STEP 1
In a small bowl, pour the hot beef stock over the textured soy protein. Allow it to absorb the liquid and soften for about 10 minutes. This process will hydrate the soy, making it tender and ready to blend with the lamb.
STEP 2
Heat oil and butter in a large skillet over medium heat. Add the diced onion and minced garlic, cooking until translucent. Add the minced lamb and hydrated soy protein, cooking until the lamb is browned. Stir in tomato paste, Worcestershire sauce, thyme, and rosemary.
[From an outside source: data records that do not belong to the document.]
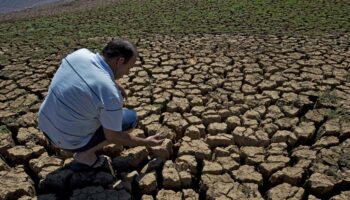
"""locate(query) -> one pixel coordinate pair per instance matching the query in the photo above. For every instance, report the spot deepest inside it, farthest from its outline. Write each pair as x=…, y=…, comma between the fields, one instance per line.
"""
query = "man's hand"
x=122, y=90
x=125, y=95
x=154, y=140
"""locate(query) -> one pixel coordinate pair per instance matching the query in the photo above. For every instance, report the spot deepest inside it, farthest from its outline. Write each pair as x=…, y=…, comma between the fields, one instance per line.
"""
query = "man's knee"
x=130, y=119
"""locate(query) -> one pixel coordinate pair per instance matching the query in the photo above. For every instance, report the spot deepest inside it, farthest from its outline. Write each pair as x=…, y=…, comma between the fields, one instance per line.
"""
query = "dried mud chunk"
x=211, y=167
x=219, y=140
x=180, y=105
x=344, y=195
x=316, y=115
x=98, y=192
x=287, y=123
x=15, y=183
x=22, y=154
x=168, y=194
x=30, y=134
x=223, y=187
x=193, y=132
x=211, y=118
x=176, y=122
x=171, y=178
x=147, y=183
x=186, y=163
x=253, y=155
x=192, y=119
x=248, y=137
x=247, y=174
x=101, y=178
x=291, y=175
x=305, y=131
x=6, y=141
x=44, y=165
x=232, y=122
x=146, y=197
x=132, y=157
x=189, y=194
x=284, y=136
x=164, y=151
x=326, y=142
x=274, y=112
x=198, y=148
x=270, y=128
x=320, y=184
x=269, y=168
x=216, y=128
x=330, y=128
x=3, y=165
x=303, y=152
x=285, y=191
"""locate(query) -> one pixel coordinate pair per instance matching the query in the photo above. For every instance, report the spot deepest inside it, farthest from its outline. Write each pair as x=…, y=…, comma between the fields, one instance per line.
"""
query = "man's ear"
x=120, y=60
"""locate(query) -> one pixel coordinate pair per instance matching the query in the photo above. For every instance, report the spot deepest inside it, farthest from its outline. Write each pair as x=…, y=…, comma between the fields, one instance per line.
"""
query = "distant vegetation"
x=50, y=34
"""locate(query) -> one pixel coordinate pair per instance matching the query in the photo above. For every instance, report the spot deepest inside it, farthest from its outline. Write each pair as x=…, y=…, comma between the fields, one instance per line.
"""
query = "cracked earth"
x=245, y=117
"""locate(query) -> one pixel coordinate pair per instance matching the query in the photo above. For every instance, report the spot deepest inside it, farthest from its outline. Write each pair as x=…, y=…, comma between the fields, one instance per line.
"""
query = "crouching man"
x=83, y=110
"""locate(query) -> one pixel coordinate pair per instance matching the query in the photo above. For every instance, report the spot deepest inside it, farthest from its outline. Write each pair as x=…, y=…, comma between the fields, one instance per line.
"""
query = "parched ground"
x=246, y=116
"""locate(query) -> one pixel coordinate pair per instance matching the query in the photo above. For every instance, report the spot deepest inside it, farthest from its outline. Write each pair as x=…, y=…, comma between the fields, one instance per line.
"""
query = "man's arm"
x=121, y=88
x=124, y=138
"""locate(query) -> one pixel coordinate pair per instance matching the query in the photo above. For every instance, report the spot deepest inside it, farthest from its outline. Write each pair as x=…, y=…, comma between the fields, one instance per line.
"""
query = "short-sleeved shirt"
x=82, y=97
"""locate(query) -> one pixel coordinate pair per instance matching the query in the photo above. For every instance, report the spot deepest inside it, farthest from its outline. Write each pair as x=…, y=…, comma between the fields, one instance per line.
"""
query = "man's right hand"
x=154, y=140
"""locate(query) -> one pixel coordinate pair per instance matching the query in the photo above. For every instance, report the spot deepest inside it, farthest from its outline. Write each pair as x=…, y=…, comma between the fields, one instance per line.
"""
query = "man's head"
x=120, y=55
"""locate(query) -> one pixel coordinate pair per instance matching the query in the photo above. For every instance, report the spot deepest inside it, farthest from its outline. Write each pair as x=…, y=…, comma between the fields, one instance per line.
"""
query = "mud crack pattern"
x=245, y=117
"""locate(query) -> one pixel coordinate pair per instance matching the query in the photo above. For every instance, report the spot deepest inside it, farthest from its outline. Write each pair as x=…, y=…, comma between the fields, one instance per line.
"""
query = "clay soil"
x=245, y=116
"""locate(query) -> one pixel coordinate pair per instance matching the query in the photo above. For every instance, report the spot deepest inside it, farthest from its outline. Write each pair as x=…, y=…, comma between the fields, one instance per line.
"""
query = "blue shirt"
x=82, y=97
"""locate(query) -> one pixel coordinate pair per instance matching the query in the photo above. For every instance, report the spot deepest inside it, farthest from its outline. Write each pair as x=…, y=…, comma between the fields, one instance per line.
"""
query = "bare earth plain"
x=245, y=117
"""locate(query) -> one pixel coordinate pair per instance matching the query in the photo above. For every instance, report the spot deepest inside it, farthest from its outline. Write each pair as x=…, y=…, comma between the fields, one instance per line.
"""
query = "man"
x=83, y=109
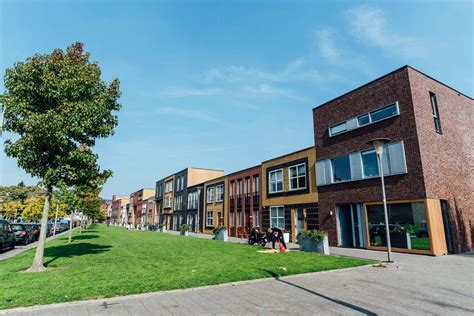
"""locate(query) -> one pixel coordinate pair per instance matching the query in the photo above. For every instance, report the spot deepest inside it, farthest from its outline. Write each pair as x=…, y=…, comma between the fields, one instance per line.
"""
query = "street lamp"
x=378, y=144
Pour in the beef broth and bring to a simmer, cooking until the mixture thickens slightly.
STEP 3
Once the lamb mixture is thickened, stir in the mint sauce for flavor. Add the frozen peas, and cook for an additional 5 minutes. The peas will add a pop of color and a slight sweetness to the savory pie filling.
STEP 4
In a large mixing bowl, sift together the flour and salt. Cut in the shortening and butter until the mixture resembles coarse crumbs. In a separate bowl, whisk together the egg, water, and apple cider vinegar. Gradually add this wet mixture to the flour mixture, stirring until a dough forms. Divide the dough in half, rolling out one part for the bottom crust and reserving the other for the top.
STEP 5
Preheat your air fryer oven to 180°C (356°F). Place the rolled-out bottom crust into your pie dish. Spoon the filling into the crust. Roll out the remaining pastry dough for the top crust, place it over the filling, and crimp the edges to seal. Make a few slits in the top crust to allow steam to escape. Bake in the preheated oven for about 25 minutes, or until the pastry is golden brown and crisp.